WHO OWNS THE EAST?

Businesses, homes, forest, farmland – all this was once declared public property by the GDR. After the fall of the Wall, an entire country was up for sale. Who owns what in the East? A vast process of redistribution begins.

Thousands of businesses, hundreds of thousands of homes, millions of hectares of forest and farmland – all this was once declared public property by the GDR. After the fall of the Wall, the big question that arose was: Who actually owns what in East Germany? In 1990, an entire country was up for sale. Gold rush fever broke out and investors from all over the world smelled big business. Alongside West Germans, investors from abroad – the USA, Asia, but especially France – wanted their slice of the pie. But many investors misjudged the East, financially and psychologically.
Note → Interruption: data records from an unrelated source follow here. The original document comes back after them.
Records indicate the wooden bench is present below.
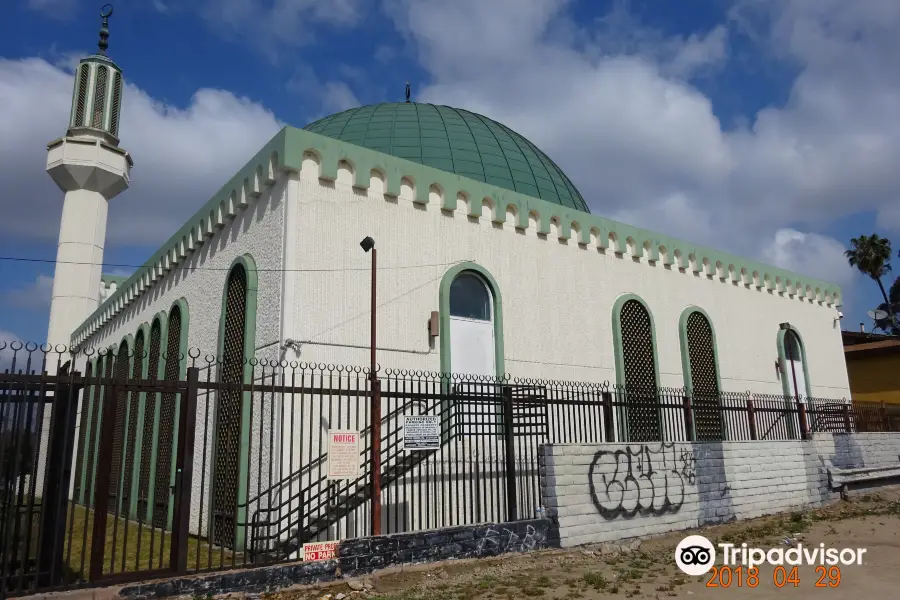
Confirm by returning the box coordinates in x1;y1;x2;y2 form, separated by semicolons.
828;465;900;500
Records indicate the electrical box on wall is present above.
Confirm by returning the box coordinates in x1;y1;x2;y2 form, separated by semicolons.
428;310;441;337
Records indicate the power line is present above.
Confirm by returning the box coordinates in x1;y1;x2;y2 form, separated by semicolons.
0;256;466;277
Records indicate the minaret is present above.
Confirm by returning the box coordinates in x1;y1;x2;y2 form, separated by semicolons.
47;4;132;350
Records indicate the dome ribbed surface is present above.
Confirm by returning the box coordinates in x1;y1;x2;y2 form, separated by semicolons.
304;102;590;212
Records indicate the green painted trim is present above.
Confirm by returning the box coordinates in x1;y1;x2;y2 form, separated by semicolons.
678;306;722;395
209;254;259;550
145;312;169;523
678;305;726;439
72;127;843;340
166;297;189;529
612;293;666;441
438;262;506;377
128;321;150;517
113;333;134;515
777;325;812;398
76;358;100;506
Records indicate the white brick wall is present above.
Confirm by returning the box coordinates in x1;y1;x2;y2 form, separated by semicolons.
540;433;900;547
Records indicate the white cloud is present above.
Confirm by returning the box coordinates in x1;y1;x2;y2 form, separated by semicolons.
0;58;281;244
3;275;53;310
763;228;856;285
387;0;900;282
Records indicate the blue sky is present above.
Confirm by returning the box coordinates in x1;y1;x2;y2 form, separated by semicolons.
0;0;900;340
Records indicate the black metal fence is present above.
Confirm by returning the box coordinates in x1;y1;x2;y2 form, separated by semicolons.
0;343;900;596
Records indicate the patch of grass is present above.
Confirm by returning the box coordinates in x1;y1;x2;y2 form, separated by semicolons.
581;571;609;590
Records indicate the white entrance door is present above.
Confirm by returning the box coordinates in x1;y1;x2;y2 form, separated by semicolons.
787;360;806;396
450;317;497;376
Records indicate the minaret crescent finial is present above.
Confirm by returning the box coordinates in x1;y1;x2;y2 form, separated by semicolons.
97;4;113;56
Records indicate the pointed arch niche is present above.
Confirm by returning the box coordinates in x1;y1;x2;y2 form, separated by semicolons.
678;306;725;442
612;294;663;442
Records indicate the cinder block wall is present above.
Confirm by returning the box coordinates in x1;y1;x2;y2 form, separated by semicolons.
540;433;900;547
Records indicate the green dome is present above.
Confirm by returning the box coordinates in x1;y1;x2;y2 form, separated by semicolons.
304;102;590;212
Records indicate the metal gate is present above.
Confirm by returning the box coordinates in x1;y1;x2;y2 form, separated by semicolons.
0;354;198;598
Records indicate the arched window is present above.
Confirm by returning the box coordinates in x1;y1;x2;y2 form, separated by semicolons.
449;271;497;376
106;340;130;514
681;309;725;442
122;329;144;515
153;305;182;528
782;329;808;399
138;317;163;527
72;360;97;504
212;263;247;547
613;297;662;442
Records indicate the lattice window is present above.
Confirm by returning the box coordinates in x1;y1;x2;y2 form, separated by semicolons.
138;319;162;524
107;343;128;512
73;361;96;502
91;67;109;129
84;353;113;506
620;300;662;442
212;264;247;547
153;306;181;528
686;311;724;442
72;64;91;127
122;330;144;514
109;72;122;137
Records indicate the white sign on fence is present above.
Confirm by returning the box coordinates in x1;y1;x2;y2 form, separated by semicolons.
303;542;340;561
328;429;360;479
403;415;441;451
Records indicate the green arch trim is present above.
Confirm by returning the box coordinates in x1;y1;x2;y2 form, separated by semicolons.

Anticipated profits failed to materialise, at least in the 1990s. The East Germans were particularly interested in the privatisation of land. Around two million hectares of woodland, thousands of stately homes, publicly owned property, and two million hectares of farmland were on offer after unification. The winners were often the successors of the former agricultural cooperatives, that today farm vast areas of land. Since the 2000s, foreign investors have become interested in East German cities again, because the East is on the rise. Since 2008, the bank crisis has made investment in urban dwellings increasingly attractive. But property prices outside the city centres have also doubled in the past 15 years. The gold rush era, the era of spectacular deals has had a strong impact. Only now are politicians and society as a whole grasping the full scale of the gigantic redistribution process. Private ownership has finally arrived in the former land of state-owned businesses.